The GLORIOUS London Olympics.

A London eye view of the Olympics

Imagine if you will, you’re going to have a big party.  A huge one, like your birthday, and Christmas and the queens coronation and your nans funeral all rolled together, and it’s all so exciting that you walk around in circles not knowing how to start preparing.

So you start by doing a bit of tidying, mow the grass, paint the house, buy the nibbles and a little bit of booze, change the furniture, build an extension to accommodate all the guests, decide on the music and start recording personalized cassettes… you get the idea.

Sounds great?  Sounds ambitious? Sounds like it’s going to drive the neighbors up the wall.

Well, if you take that, throw in that half the family are unemployed and can’t afford the party, and then scale it up to a whole country, you have the London Olympics.

The GLORIOUS London Olympics.

I’m sure that when the Olympics finally arrive, it’s going to be absolutely fabulous.  Shiny new stadiums, beautiful parks, improved stations, a whole legacy for our children.  A boost to our economy, and all the other bullshit that our government peddles on a daily basis.

But at the moment, we have the house being tidies, but we’re not allowed to walk on the new carpets.

Here’s an example:
As I’m a wannabe ex fatty (okay, I AM fat) I decided to dust off my super slick folding bike, and start cycling part of my way to work.  My route takes me through some of the greatest and most famous parts of the city.  As some people reading this might not be uber familiar with London, I’ll try to treat you to some descriptions of the landmarks I pass daily.

So welcome to this micro guide to London, home of the Queen, the Kebab, and the core blimee cocknee spara.

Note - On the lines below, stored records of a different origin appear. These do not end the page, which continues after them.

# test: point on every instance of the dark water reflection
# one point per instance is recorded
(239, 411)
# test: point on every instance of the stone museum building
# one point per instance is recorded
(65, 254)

In the morning I cycle down Abbey Road, and over the crossing made famous by the Beetles on the album cover of the same name, through the middle of hyde park, which is like central park, only with more statues, history, and slightly less rules. I then take a right, past the Royal Albert Hall , Kensington Palace (home of many of the poorer royals), down Kensington High Street, and to work.

My homeward bound journey, which takes me back across London to my station of choice, takes me back down Kensington high street, through the park, to hyde park corner, which is holds a pointless huge arch, down the Mall to Buckingham palace (home of the Queen, gawd bless her governor), past the houses of parliament, Big Ben, red telephone boxes, soldiers in big fuzzy hats,  the London Eye (a big ferris wheel that can only spin at 3 revolutions per hour – hold onto your hats now), past waterloo (NOT the site of the famous battle) and to Blackfriars station.  So called because it used to be the home of Monks who burnt the chips – absolutely true!

Good route huh?  Even if you aren’t familiar with the route, it’s still a decent itinerary for your next trip to Europe.

But here’s the rub.  For a cyclist, nearly (but not quite) all the route has either had the available cycle paths closed, or in the case of the parks, swamped by pratts on hired bike – don’t get me started on Boris Bikes.

Why?  For the Olympics of course!

And for what, a games much of which is paid for by us, the public.  But with over half the tickets going to commercial sponsors, and we.. Okay, I, haven’t even been able to get tickets.

We can’t travel to work, as the public transport system is being swamped by visitors – whoopee for tourism!

We can’t cycle, as the roads will be congested and cycle lanes closed.

Many of the major roads will be allocated VIP lanes, which we can’t drive OR CYCLE down.  I will mind you (naughty me) but I mus’n’t.

And the bus drivers are threatening to strike.

The Olympics are good for the country?  Possibly.
The Olympics are good for Londoners?  Certainly not!

I’ll tell you one thing however, I do agree that they’re good for tourism.  I have friends in the States who actually managed to get tickets.  I didn’t, I only live here., I couldn’t get squat.  But our friends in Washington DC did fine!

So I’ve given up.  I’m taking my family on holiday, and my American friends can have my house for the two weeks.